Yes, that is what I say. Although I should have noticed that the resource pool is one specialization of memory allocation in general. The pool strategy works fine for object allocations on the heap, and its use reduces the amount of invocations of new and delete. Other use cases like e.g. graphics API provided buffers will need other strategies, of course, but can also be hidden behind an allocator interface.

Considering your problem, a resource generator works more or less identical to a resource loader when seen from the outside: It provides a resource object.

While the memory ownership is given to the allocator (e.g. a pool), the management of a resource lifecycle as an object may be different in dependence on whether a generator or a loader was the supplier. For static resources it is typical that the resource is loaded from mass storage and, due to the lag of mass storage compared to RAM, hold in a cache. Strictly seen, such a cache is just one possible implementation of a resource runtime storage. So it is arguable that in fact the interface to resources is given by a resource library, and such a library may use a resource cache as internal storage solution. (Such a library is often named a resource manager, but IMO the composite of library, cache, allocator, loader, and perhaps others only together define the manager.)

Thank you guys for the responses

@imoogiBG - If I understand you correctly, you are basically using intrusive reference counting inside your resource classes?

Yep something like that.

Some Pros:

- I can use raw pointers if needed, all I need to do is to manage the proxy counter by myself, or If I'm shure that the resouce will be alive during some operation I don't have to deal with any reference counting.

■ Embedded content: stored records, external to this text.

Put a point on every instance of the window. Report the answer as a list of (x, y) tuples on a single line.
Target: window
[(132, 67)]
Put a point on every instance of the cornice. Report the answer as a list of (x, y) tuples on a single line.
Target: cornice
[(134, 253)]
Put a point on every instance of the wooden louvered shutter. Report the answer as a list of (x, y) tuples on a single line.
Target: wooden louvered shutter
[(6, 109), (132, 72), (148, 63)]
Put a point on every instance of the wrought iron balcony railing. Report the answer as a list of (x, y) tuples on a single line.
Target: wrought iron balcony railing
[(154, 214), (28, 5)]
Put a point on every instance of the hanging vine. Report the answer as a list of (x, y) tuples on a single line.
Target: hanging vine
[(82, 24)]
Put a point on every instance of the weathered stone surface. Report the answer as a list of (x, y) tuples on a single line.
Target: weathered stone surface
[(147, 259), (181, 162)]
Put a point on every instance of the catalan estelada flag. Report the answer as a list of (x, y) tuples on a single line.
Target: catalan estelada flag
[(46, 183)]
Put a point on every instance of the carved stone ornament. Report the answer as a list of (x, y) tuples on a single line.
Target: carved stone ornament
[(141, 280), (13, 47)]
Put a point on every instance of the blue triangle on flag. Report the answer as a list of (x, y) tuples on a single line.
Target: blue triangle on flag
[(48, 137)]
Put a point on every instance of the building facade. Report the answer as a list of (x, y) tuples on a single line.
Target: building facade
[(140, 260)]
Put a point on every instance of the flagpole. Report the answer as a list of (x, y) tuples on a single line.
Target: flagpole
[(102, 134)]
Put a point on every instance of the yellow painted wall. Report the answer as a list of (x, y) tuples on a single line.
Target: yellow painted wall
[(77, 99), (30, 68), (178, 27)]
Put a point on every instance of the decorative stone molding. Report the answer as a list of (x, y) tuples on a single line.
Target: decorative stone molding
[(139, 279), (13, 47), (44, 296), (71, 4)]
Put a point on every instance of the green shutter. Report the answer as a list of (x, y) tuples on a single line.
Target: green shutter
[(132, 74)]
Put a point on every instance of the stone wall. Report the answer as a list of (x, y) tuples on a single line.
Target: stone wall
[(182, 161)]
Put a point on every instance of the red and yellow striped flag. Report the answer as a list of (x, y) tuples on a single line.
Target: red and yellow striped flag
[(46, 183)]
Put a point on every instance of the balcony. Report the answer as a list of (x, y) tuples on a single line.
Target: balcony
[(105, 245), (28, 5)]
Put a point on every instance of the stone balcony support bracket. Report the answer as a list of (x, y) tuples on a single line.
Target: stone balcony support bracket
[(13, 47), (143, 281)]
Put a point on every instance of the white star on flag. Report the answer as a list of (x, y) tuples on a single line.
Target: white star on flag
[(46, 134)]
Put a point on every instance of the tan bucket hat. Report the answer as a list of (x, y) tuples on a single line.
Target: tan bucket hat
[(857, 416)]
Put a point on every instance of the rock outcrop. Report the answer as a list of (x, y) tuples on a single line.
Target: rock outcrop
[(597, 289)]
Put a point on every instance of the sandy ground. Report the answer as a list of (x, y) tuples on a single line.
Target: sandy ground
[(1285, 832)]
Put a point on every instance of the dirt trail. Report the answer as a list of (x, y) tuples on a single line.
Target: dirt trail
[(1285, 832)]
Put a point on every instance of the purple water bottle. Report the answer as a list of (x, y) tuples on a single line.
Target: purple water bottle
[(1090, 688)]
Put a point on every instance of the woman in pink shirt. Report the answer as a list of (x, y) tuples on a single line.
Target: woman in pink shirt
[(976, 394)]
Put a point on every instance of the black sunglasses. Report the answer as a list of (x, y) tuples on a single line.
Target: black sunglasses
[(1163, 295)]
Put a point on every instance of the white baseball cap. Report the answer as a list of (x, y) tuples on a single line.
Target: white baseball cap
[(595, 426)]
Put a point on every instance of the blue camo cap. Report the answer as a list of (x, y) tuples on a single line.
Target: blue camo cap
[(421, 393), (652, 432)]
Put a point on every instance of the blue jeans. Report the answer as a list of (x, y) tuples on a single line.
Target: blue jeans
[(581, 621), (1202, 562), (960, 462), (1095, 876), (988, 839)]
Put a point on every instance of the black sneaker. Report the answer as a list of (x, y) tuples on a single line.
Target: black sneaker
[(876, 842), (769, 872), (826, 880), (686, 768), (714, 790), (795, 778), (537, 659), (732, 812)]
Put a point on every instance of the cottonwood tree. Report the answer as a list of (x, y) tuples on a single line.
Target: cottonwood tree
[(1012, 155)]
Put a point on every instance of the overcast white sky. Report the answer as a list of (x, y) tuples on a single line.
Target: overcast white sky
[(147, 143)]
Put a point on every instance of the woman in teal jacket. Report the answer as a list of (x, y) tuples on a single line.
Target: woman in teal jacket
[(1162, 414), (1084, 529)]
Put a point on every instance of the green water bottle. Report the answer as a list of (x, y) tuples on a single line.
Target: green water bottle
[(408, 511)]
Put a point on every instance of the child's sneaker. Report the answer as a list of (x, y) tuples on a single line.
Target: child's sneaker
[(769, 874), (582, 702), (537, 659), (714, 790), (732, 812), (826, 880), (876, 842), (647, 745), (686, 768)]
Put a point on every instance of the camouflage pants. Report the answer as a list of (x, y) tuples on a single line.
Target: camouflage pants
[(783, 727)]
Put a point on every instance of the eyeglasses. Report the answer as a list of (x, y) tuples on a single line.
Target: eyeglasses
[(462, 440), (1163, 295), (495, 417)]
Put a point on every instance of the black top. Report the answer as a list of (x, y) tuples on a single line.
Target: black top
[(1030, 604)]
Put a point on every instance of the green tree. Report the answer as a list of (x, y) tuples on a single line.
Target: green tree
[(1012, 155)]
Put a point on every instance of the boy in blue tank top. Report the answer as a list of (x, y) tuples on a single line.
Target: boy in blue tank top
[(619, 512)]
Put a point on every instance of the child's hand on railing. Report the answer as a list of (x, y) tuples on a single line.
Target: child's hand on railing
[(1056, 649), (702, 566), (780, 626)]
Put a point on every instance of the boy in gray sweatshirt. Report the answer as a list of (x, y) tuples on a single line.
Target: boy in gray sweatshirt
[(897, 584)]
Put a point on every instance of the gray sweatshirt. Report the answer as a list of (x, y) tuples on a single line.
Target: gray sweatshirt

- ResourceProxy and IGraphicsResource are flexible (because they are small classes written by you), so you can easily add some fancy allocations (like memory pools).

- You can get rid of all virtual functions a using switch

@haegarr I think your concept of a resource pool is too much for my needs. It seems to me that the resource pool purpose is to reduce the dynamic allocations using new / delete but for now that isn't an issue. And besides, even when using the resource pool I'll still have to manage the memory manually but instead of calling delete on the pointer, I will need to tell the resource pool that the memory is not used anymore.

I'm considering going with an intrusive reference counting approach. It seems to me to have the most convenient usage with not too much overhead...

@haegarr I think your concept of a resource pool is too much for my needs. It seems to me that the resource pool purpose is to reduce the dynamic allocations using new / delete but for now that isn't an issue. And besides, even when using the resource pool I'll still have to manage the memory manually but instead of calling delete on the pointer, I will need to tell the resource pool that the memory is not used anymore.

Even worse (from the standpoint of overhead): The client need to return the resource to the library. Only if the library determines the returned resource to be no longer in use (e.g. by internal reference counting) and the usage policy allows the resource to be unloaded (e.g. the resource is not marked to remain for the runtime of the entire game, the runtime of the current level, or similar situations), then the resource is unloaded and the memory returned to the allocator. The allocator then decides how to handle the memory, perhaps returning it to the free heap.

I'm considering going with an intrusive reference counting approach. It seems to me to have the most convenient usage with not too much overhead...

Of course, a concept like described has many facets, and not all of them are needed in every situation. Using a reference counting system without caching and pooling is fine if resource generation time is not a critical factor (as long as you have at least an interface where resource sharing takes place).